Processing Fun: Pearl Cleage, Writings by Others series
“Revealing Her Story: Documenting African American Women Intellectuals” is a two-year project funded by the National Historical Publications and Records Commission to arrange and describe the personal papers of nine African American women writers, artists and musicians. Collections included in the project are the Pearl Cleage papers; additions to the Delilah Jackson papers; the Samella S. Lewis papers; the Almena Lomax papers; the May Miller papers; the Undine Smith Moore papers; the Geneva Southall papers; the Mildred Thompson papers; and the Sarah E. Wright papers. To read the press release announcing the project, click here.
What do the writings of other men and women in an author’s files say about her (or him)? This question kept jumping to the front of my mind as I was processing Pearl Cleage‘s “Writings by Others” collection. Of course, figuring out an answer has nothing to do with organizing the collection. But I am, after all, an academic in the Humanities, and the act of processing itself brought me face to face with the relevance of this issue.
To organize these writings, we first separated the published books, which – except for those the library already has – will join Woodruff’s regular collections. We then sorted the unpublished material according to genre: book manuscripts and theses, essays, short stories, poetry, theater and film scripts, and music.
Perhaps the writings that most obviously yield information about Cleage are the few academic essays about her work in regards to African American and female literature and feminism. However, they are far from the only ones.

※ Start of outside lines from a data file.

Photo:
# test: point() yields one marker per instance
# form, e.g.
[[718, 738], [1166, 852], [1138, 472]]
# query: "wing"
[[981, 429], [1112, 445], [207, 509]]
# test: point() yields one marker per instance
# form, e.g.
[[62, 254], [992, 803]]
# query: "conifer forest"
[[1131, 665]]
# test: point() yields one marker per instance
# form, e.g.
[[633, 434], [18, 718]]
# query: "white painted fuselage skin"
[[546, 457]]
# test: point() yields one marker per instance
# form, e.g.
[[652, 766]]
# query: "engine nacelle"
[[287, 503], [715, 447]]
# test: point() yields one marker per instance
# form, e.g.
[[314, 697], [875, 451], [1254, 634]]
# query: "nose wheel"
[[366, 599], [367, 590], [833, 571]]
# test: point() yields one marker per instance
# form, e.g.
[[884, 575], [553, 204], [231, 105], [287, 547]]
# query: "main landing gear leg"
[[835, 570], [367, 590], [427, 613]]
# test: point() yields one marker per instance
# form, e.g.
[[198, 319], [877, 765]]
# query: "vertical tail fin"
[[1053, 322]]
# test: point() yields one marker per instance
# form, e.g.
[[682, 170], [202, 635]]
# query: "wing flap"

Pearl Cleage’s poetry collection, with its emphasis on Caribbean and African American authors, opens potential windows of inquiry for scholars looking to understand the worldview of the author, as well as her political and aesthetic positions.
Additionally, the collected scripts can inform the researcher about Cleage’s interest not only on issues of race and blackness, but also in how other authors have channeled these topics in performative ways.

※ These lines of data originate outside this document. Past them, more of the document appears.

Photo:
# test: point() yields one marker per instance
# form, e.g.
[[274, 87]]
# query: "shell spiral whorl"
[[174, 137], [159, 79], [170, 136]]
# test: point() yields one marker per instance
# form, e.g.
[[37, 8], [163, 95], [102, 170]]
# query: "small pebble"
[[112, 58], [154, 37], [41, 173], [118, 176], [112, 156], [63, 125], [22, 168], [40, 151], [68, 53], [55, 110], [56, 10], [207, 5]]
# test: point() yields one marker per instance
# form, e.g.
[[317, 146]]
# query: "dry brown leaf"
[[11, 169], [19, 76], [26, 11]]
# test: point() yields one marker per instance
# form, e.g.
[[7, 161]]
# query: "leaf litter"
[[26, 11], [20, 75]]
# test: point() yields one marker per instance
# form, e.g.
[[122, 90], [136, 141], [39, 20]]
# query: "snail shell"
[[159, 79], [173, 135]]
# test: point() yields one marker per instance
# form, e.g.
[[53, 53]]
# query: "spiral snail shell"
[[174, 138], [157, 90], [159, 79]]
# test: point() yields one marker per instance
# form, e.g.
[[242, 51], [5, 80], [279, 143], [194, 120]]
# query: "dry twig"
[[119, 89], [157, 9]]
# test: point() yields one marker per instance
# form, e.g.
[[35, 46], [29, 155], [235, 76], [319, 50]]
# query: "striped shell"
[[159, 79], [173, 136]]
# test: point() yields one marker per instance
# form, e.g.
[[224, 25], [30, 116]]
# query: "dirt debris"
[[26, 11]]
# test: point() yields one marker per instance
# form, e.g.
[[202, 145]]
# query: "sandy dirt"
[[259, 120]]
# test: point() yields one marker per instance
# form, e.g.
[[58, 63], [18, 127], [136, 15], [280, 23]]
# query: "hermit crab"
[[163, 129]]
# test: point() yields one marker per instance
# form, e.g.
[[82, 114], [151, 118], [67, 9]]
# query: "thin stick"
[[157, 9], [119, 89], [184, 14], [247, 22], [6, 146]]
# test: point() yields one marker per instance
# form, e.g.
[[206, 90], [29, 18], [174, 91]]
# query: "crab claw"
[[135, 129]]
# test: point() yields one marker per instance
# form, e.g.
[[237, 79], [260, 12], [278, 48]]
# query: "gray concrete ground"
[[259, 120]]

The inquisitive minds curious about the personal life of the artist and its connection to her professional and intellectual work can also find value in this collection. “Writing by Others” hosts poems, short stories, book manuscripts, and scripts by Cleage’s intellectual partner and husband, writer, playwright, actor, and director, Zaron Burnett Jr.
All in all, other people’s writings that an author chooses to keep can say plenty about her (or him). Depending on which questions researchers ask, and what they want to know.